Optical systems find widespread use in various industries. Optoelectronic systems in particular provide valuable monitoring and object detection capabilities, including in safety-critical applications. As an example, single- or multi-camera imaging systems may be used to monitor or “guard” the area around an industrial robot, metal press, or other hazardous machine, and to provide emergency-stop signaling in response to detecting the intrusion of a human being into the guarded, hazardous area.
Many machine vision systems use stereoscopic vision or multi-camera imaging, which involves two or more cameras having overlapping fields of view. By viewing the same object or objects from different viewing angles, the observed disparity between the positions of objects in respective ones of the multiple views provides a basis for computing distances to those objects. In an example case, a machine vision system uses stereoscopic image processing to detect objects in a monitored zone and to calculate the distances to those objects. Such detection may be safety critical, such as when the monitored zone represents a dangerous area or volume around an industrial machine and the machine vision system is relied upon for detecting the encroachment of objects into the monitored area. Here, the term “objects” can be broadly understood to include humans.
The accuracy and overall performance of a machine vision system depends on a number of critical mechanical alignments. Consider FIG. 1, for example, which depicts an example lens 6 and image sensor 8—“imager 8”—as might be included within a sensor head or other camera assembly of a machine vision system. Within the limits of the applicable manufacturing precision and tolerances, the camera assembly fixes the relative positioning of lens 6 and the imager 8, which may be Charge Coupled Device, CCD, or other pixel array.
These key alignments are better understood in the context of FIG. 2, which shows the image plane of the imager 8, in relation to the focal plane of the lens 6. Absent misalignment problems, the camera assembly fixes the image plane parallel to the focal plane and fixes the image plane at the proper distance d from the focal plane.

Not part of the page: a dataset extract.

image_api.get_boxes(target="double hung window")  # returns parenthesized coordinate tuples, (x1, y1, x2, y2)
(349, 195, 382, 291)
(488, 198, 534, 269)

However, as a consequence of aging, thermal expansion, vibration, impact, etc., various kinds of mechanical misalignments may be introduced, such as a relative shifting or translation of the imager 8 relative to the lens 6 in a direction perpendicular to the optical axis. These side-to-side shifts, whether arising from movement of the lens 6 or imager 8, or both, move the optical center or origin R of the image plane off of the optical axis and out of alignment with the optical center or origin O of the focal plane.
Additionally, the lens 6 and/or imager 8 may shift along the optical axis. These shifts, which are referred to as longitudinal translations, change the distance d between the lens 6 and the imager 8. Longitudinal translations effectively change the magnification or focal length of the camera assembly.
As a further example of misalignment, the imager 8 may rotate about the optical axis. Such rotation effectively rotates the image projection from the lens 6 onto the image plane. Still further, any relative tilting of the lens 6 and/or imager 8 will cause the image plane to no longer be parallel with the focal plane. Tilting changes the image projection onto the image plane and, like the other, foregoing misalignments, degrade the ability of the machine vision system to accurately process the images obtained from its cameras.
Further issues arise in the context of focal quality and/or contrast. The lens 6 may have, for example, a focal quality profile wherein the focal quality of the lens 6 is highest at the lens center and lowest at the edges of the lens. FIG. 3 depicts an example focal quality profile for the lens 6.
While the focal quality profile of the lens 6 generally will be such that the minimum focal quality of the lens is acceptable, at least under nominal operating conditions, misting, fogging, oiling, dusting, etc., on the lens 6 and/or imager 8, will degrade the focal quality and/or contrast seen in the images acquired from the imager 8. Other environmental changes, such as changes in scene lighting may also degrade contrast or other image parameters.